Lo Scrambler, in campo motociclistico, indica un tipo di motoveicolo con caratteristiche principalmente stradali, al quale sono state apportate lievi modifiche per renderlo adatto ad affrontare percorsi sterrati o brevi tratti fuoristrada di trascurabile difficoltà. Il termine “scrambler” deriva dal verbo inglese “to scramble” che significa appunto mischiare.
Così erano chiamate, in alcuni territori di provincia statunitensi della fine anni cinquanta, le motociclette stradali cui venivano applicati manubri, pneumatici e rapporti da fuoristrada, al fine di essere impiegate sulle lunghe strade sterrate che collegavano i “ranch” alle vie di comunicazione pubbliche.
Ma “to scramble” ha un doppio significato perché può essere tradotto anche in arrampicarsi e, considerata la destinazione d’uso di questa categoria di moto, forse questa è l’interpretazione più realistica.
Arrivato in Europa, il termine fu utilizzato soprattutto dalle case italiane e inglesi che, negli anni sessanta, sfornano un cospicuo numero di modelli “scrambler”.
In Italia, molte delle più importanti case costruttrici avevano in listino un modello turistico trasformato “scambler”, come Moto Guzzi, Moto Morini, MV Agusta e Gilera, oppure un modello appositamente concepito come le Ducati monocilindriche 250/350/450, per cercare uno sbocco commerciale sul mercato americano.
A margine di questa nota vorrei ricordare che in un’altra mia nota facevo notare come oggi nel campo automobilistico sia di moda il downsizing (ridimensionamento).
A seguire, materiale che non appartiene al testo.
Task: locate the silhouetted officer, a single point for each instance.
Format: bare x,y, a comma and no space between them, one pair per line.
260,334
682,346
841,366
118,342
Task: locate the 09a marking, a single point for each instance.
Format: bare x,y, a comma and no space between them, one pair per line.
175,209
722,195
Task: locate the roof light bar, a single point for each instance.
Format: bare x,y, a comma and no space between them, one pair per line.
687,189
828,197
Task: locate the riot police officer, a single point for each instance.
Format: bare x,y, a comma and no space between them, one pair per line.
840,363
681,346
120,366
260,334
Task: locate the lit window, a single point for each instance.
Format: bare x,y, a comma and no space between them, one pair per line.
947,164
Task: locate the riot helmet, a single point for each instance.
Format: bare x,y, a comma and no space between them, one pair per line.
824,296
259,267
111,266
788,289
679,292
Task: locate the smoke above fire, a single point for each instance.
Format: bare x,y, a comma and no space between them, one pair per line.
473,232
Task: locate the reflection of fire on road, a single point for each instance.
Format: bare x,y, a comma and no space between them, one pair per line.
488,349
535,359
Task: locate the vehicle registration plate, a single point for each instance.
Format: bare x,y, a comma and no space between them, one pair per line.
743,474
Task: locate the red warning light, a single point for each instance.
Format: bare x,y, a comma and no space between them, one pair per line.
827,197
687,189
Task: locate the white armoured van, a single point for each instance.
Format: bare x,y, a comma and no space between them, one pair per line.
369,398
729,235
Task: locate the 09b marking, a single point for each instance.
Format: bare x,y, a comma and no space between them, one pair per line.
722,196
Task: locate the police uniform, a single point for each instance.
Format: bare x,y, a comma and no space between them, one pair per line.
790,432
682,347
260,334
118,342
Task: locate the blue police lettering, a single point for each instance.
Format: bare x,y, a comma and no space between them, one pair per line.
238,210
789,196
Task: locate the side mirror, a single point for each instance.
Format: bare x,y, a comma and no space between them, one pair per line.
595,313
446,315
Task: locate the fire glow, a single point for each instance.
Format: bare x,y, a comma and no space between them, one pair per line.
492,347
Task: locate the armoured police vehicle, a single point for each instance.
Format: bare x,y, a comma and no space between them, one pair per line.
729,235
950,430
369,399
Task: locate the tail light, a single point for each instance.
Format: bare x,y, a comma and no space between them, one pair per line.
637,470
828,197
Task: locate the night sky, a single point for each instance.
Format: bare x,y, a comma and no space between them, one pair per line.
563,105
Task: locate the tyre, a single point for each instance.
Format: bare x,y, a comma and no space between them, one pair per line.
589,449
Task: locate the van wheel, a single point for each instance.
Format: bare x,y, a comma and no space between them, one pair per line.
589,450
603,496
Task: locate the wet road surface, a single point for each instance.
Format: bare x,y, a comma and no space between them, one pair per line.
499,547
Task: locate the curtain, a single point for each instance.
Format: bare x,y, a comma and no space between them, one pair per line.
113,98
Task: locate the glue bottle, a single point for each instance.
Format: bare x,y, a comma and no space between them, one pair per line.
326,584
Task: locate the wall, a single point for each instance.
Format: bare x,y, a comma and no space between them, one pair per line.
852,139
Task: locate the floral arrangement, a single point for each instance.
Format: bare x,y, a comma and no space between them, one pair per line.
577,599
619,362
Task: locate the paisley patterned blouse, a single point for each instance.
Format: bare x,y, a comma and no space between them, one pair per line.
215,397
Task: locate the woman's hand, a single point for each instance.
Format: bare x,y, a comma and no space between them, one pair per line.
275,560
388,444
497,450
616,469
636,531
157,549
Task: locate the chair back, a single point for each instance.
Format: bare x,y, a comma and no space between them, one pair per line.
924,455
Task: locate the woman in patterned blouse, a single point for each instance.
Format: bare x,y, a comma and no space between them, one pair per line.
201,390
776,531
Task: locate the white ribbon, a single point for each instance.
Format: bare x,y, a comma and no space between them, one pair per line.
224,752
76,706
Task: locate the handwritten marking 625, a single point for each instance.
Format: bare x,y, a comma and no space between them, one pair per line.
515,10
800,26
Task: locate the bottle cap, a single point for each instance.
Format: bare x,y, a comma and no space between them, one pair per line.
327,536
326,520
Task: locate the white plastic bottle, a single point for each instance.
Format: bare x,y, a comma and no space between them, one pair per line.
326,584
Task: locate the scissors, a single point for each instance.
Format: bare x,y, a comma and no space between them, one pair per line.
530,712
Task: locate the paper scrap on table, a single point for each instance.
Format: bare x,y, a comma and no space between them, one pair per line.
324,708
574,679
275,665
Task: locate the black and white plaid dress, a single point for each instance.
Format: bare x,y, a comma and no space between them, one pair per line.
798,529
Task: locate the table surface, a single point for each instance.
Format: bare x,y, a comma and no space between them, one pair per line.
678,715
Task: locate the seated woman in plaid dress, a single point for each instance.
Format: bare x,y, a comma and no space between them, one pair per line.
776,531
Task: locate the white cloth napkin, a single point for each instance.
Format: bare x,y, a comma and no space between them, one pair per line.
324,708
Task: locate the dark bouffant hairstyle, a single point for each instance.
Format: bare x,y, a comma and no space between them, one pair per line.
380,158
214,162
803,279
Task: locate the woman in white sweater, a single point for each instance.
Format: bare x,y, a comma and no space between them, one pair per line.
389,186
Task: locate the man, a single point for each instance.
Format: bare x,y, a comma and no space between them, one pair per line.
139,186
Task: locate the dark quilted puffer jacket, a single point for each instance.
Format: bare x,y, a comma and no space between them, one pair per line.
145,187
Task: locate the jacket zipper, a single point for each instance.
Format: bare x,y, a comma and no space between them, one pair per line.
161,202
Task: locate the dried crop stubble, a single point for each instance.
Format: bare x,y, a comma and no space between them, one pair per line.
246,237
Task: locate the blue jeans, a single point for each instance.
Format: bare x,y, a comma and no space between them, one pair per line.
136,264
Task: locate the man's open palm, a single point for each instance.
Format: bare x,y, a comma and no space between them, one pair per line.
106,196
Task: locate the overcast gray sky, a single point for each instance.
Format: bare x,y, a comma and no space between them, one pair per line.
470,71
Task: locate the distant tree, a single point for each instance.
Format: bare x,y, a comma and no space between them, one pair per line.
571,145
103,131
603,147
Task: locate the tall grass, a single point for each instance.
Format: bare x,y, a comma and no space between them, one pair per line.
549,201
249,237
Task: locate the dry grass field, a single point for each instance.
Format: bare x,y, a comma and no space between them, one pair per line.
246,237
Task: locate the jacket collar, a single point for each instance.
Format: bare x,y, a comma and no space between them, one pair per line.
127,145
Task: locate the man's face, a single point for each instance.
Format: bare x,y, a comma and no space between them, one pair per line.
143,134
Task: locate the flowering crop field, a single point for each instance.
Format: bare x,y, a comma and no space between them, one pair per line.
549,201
Un buon esempio di downsizing nel campo delle moto “premium” è sicuramente la MV Agusta che con le sue 3 cilindri 675/800 a prezzi significativamente più bassi delle 4 cilindri ha fatto anche un’operazione di richiamo al passato rifacendosi ai successi delle 3 cilindri 350/500 di Agostini.
Il downsizing della Ducati potrebbe puntare addirittura al monocilindrico (il richiamo allo Scrambler potrebbe essere interpretato da una moto realizzata con la stessa filosofia della KTM 690).